Linsanity: Asians have got game

By Traci Tamura, CNN Senior Producer

"Linsanity" has arrived on the West Coast of the United States.  All of the excitement surrounding a California-grown rising NBA star, Jeremy Lin, has hit a fever pitch – especially within the Asian-American community. The ethnic pride to see the first Asian-American to break into the starting line-up of an NBA team is simply LINTASTIC to watch.

I was also born and raised in California, and have been playing basketball since elementary school. I played point guard in high school, but got my start playing for an Asian-American basketball team coached by my father years earlier.  California is home to several thousand youngsters playing in Asian-American basketball leagues. These leagues have been around since the 1930s and are as popular as ever today. It gives the kids a sense of cultural community and camaraderie.

My own two daughters started playing on their year-round girls Asian-American basketball teams in first grade. The girls have spent a fair amount of time watching Mom run up and down the court playing basketball on weekends with girlfriends, most of whom are also mothers with kids playing on these teams.

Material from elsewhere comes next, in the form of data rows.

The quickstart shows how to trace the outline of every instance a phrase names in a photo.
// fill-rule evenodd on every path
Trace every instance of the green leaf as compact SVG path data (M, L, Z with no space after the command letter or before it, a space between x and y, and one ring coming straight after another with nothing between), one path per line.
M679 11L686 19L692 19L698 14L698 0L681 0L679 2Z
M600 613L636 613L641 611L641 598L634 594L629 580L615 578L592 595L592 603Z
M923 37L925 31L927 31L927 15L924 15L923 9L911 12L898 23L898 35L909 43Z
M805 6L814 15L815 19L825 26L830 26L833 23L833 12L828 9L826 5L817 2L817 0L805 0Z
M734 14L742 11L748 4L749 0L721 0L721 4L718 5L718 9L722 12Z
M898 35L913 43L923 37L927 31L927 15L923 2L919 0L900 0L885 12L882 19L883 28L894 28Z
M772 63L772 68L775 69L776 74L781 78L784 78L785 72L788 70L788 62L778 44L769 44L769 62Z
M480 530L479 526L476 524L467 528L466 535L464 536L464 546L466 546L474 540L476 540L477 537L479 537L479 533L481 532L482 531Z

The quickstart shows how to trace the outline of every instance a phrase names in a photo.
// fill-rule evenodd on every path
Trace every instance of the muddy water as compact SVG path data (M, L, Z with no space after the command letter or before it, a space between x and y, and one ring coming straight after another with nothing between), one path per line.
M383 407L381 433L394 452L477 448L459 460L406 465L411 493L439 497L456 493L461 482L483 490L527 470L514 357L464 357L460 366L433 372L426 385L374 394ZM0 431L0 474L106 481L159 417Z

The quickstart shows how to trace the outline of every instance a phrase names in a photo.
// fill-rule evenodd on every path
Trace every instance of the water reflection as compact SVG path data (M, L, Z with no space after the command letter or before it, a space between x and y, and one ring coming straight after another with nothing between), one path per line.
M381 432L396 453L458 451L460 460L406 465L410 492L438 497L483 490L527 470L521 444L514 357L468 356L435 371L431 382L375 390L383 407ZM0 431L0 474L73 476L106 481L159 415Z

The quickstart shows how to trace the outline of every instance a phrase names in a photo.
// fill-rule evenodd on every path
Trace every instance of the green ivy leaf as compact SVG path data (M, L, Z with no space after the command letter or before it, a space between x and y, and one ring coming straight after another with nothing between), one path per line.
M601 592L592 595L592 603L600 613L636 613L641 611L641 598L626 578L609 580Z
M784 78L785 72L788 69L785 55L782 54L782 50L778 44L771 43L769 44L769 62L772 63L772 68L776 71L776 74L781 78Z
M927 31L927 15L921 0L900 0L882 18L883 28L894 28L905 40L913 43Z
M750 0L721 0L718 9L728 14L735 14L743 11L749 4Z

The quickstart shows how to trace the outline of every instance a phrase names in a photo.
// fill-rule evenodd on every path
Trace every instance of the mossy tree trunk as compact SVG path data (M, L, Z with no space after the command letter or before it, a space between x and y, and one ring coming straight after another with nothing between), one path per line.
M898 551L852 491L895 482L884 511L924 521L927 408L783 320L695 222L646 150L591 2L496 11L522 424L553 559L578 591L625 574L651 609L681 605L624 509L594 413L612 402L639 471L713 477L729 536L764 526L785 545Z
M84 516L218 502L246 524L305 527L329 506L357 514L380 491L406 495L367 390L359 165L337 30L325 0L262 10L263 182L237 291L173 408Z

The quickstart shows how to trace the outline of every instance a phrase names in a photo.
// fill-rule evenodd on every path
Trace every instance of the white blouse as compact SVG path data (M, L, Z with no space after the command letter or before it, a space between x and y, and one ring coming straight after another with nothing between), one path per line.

The racial pride that has spread through Asian-American basketball players is almost beyond words. To actually have an Asian-American role model playing and winning games for an NBA team is groundbreaking. And to finally be able to see a face like their own playing in the big show, on prime time TV, guarding the likes of Kobe Bryant is unprecedented.

For some Asian-American kids, their dreams have just burst wide open with Jeremy Lin's explosion onto the NBA scene. They can now envision themselves actually playing in the NBA. Whether or not that's a real probability is not the point. The hope, inspiration and possibility are enough for them.

As my third grade son says, "Jeremy Lin, he's amazing." And he would love to be like Jeremy. But, not everyone has bought into "Linsanity" at my house. When I asked my basketball-playing fifth grade daughter what she thought of Jeremy Lin she said, "Who's that?" Can't win them all. But Jeremy is proving that Asian's got game ... something I always knew.